In this frame, you can see a chart with each strategy's individual growth and the equity curve of the complete portfolio. Here it's possible to see how each strategy has performed over time and which have had a greater contribution to the portfolio's results. Highlighted, you see the best performance (highest profit) and worst-performing strategy (lowest profit).
Another way to view the performance of each strategy is through the individual contribution details. Here you can see the data presented in a table, and it can be ordered in different ways to facilitate the visualization of the strategies' performance. This table shows the financial profit, profit in points/pips, percentage return, percentage drawdown, and contribution to total profit.
Positive strategy contribution
Among all the strategies that had a positive result, a pie chart shows each one's proportion in the total.
Negative strategy contribution
Among all the strategies that had a negative result, a pie chart shows each one's proportion in the total.
This card presents the distribution of strategies' trading styles, with a pie chart representing each style percentage. In addition to the distribution of strategies by style, you can observe each style's total profit in a bar chart.

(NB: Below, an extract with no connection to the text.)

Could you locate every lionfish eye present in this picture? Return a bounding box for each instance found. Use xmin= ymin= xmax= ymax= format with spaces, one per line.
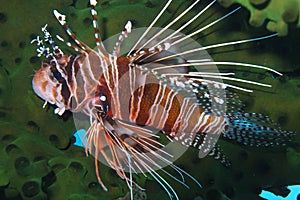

This card shows the distribution of strategies' trade duration, with a pie chart representing each duration percentage (day trading, swing trading, or position trading). In addition to the distribution of strategies per duration, you find each duration's total profit in a bar chart.
Here you find the symbols traded by the strategies, with a pie chart representing the symbol percentage. In addition to the distribution of strategies per symbol, a bar chart also shows each trading symbol's total profit.
Benchmark and forecast
On this card, you can compare your portfolio's performance with the benchmark symbol chosen, and it's also possible to choose other benchmarks for evaluation directly in the report. The app normalizes the opening balance for the two histories, and the percentage returns obtained by the benchmark and portfolio itself are applied. Low initial balances tend to overestimate the portfolios' results.
Based on the portfolio's history, the app generates a prediction model that will give a possible direction to the portfolio's balance in the following six months. The forecast line appears in green color, with the bands indicating the confidence levels or margin of error.